Silence ensued as all the men in the room gave thanks privately to the Lord, beginning their meeting. Williams felt led to speak, to reveal the knowledge that was given to him in confidence not long before. Emmanuel Jackson’s life was hanging in the balance, a man whom Williams had nearly considered a son. His crime was a secret amongst the congregation, even perhaps the elders knowledge that would incriminate his permanently in their minds. It was question of justice. God had put the Christian men in this world to show the right way. Certainly, a horrid crime had been committed against this minstrel person, two to be exact. But it gave him no right to take justice in his hands, to irrationally spew it about him, sending it in directions where the innocent lost their lives. That was the poison of anger, even justified anger. It oozed in directions far beyond the original reaches it was meted upon; it took over the man and became him in one swipe, taking its liberties in striking down whatever was in its path, more than willing to lay the blame on the host it fed on. He who knew all including the heart of Satan, knew what a parasite anger was, however justified.

Mark Timothy Haines was dead. Williams tried to feel sorry for the boy, but in his brief nineteen years, his criminal career had taken off like hellfire. His death was by no means Williams’ first encounter with him; just a year ago, Haines and his cronies vandalized three or four of the buildings on the street, one of them being the Covenant Church. He was a known cocaine dealer in the better areas, an infamous crack dealer where the living was harder. Once Williams himself had tried to preach to the boy, to tell him that Jesus was the better way. In return, Haines spit at him and told him he was a dirty nigger. Williams wanted to slap him; he’d felt the anger welling up in him, but he had done nothing. And Haines had seen Williams’ anger. It brought a smile to his face, evil belying innocence. It was the smile of the devil.

He had to choose, to tell, to not tell. The indecision would paralyze him. He could actually feel the Holy Spirit being sucked from him at that instant. Jesus, be with me, he prayed. Jesus, help me.
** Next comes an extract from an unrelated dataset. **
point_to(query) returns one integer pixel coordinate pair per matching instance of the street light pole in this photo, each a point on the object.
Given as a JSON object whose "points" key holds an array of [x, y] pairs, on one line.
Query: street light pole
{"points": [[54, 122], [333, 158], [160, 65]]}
He found himself speaking, saying words he hadn’t planned to speak. All eyes were intent upon him, at first for breaking the interlude of silence, then for what was being said to them. They were learning they hired a murderer for their pastor. Williams read their expressions, a myriad of them. Anger. Indignance. Disbelief. Pity. Compassion. Such a variance of emotion expressed on these eleven men’s faces, a variance which Williams found himself was routinely subjected to. Once he allowed the news to settle in, he interjected his theory before anyone could protest why, when the black man was trying to eradicate the image of slum trash in the minds of the white power, had they entrusted their most to a killer who hadn’t even served time for the crime? He knew the question was in their minds, he could read it in their faces, he wanted to know the answer to the question himself. Its answer could wait. Now, justice had to be served. That was supremely more important.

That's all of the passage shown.